Prestations de services d’assistance non professionnels pour les proches |
La loi la plus importante est la Loi Fédérale sur L’Assurance-Maladie (LAMal). En 1996, elle a introduit une couverture maladie universelle via une assurance-maladie obligatoire, les primes d’assurance étant subventionnées pour les bénéficiaires de l’aide sociale, les enfants et certains ménages à faibles revenus, et a élargi le périmètre des prestations couvertes. Elle visait aussi à maîtriser des coûts en progression. Les assurés font leur choix parmi des assureurs‑maladie concurrents, qui ne sont pas autorisés à réaliser des bénéfices sur leur activité d’assurance-maladie de base. Les primes d’assurance sont fixées selon une tarification uniforme et en fonction de l’âge (trois tranches), du sexe et du canton, moyennant une péréquation des risques entre les assureurs pour compenser les différences de profil de risque des assurés. Les assureurs peuvent réduire les primes en proposant des franchises plus élevées, dans une certaine limite. Les plans d’assurance maladie sous gestion, qui restreignent l’accès à un réseau donné de prestataires, se sont multipliés.
Source : I. Sturny (2017), The Swiss Health Care System, International Health System Profiles, The Commonwealth Fund ; S. Boes, S. Mantwill et T.K. Wicki (2018), The Health Systems and Policy Monitor: Switzerland, European Observatory on Health Systems and Policies ; OCDE/OMS (2011), Examens de l’OCDE des systèmes de santé : Suisse 2011.
La Stratégie Santé2020 du gouvernement, lancée en 2013, vise à relever les défis liés au vieillissement et à la hausse des coûts, et à recentrer le système sur la population. Toutefois, la multitude de parties prenantes, dont les 26 cantons, complique la réforme (Tableau 2.6). Les soins de longue durée sont encore plus complexes, car certains services ne relèvent pas du système de soins de santé et sont financés par les usagers. Le financement et les prestations de services seront soumis à des difficultés à mesure que la demande augmentera (Conseil fédéral, 2016).
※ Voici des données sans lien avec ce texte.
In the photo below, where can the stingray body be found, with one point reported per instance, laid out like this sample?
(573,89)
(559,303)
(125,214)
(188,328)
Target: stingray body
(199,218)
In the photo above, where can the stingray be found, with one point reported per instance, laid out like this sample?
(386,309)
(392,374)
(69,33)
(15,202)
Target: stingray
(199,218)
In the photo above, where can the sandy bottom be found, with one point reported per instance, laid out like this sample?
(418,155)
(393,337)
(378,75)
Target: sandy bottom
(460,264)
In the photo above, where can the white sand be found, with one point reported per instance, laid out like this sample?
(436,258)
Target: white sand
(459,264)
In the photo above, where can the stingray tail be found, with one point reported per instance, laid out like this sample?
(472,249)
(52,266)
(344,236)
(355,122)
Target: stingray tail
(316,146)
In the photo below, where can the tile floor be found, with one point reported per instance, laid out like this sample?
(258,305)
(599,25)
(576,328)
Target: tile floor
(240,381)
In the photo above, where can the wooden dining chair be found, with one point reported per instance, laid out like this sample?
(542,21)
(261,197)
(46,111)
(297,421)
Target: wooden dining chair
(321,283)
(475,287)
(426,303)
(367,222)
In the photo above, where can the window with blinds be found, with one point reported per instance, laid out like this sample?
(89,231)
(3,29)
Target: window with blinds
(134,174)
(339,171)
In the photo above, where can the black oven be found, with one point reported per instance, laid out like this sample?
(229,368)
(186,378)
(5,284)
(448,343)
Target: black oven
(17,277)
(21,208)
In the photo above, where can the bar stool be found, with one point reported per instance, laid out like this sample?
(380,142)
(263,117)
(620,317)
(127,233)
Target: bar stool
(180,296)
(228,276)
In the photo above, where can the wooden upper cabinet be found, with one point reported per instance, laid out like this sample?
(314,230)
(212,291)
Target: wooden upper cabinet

Le vieillissement va alourdir les coûts et creuser les inégalités
Le coût moyen des soins de santé augmente fortement pour les plus âgés (Graphique 2.27). En 2016, un cinquième environ des dépenses étaient réalisées par les 4 % de la population âgés de plus de 80 ans, en raison du coût élevé des soins de longue durée, dont les soins palliatifs. Toutefois, des facteurs non démographiques expliquent l’augmentation des dépenses par habitant (Lorenzoni et al., 2019). Il s’agit notamment de la hausse des revenus, des retombées de la progression des salaires réels dans d’autres secteurs de l’économie qui connaissent un accroissement plus rapide de la productivité et des avancées technologiques qui stimulent la demande. Une analyse structurelle-résiduelle menée pour la Suisse confirme que l’évolution démographique explique moins d’un cinquième de l’augmentation des dépenses réelles de soins de santé par habitant sur la période 2011‑16. Quoi qu’il en soit, le nombre croissant des personnes âgées va faire grimper les dépenses globales dans les années qui viennent. Conjugué à des besoins variables, ce phénomène dopera la demande de soins de longue durée, comme expliqué ci‑dessous.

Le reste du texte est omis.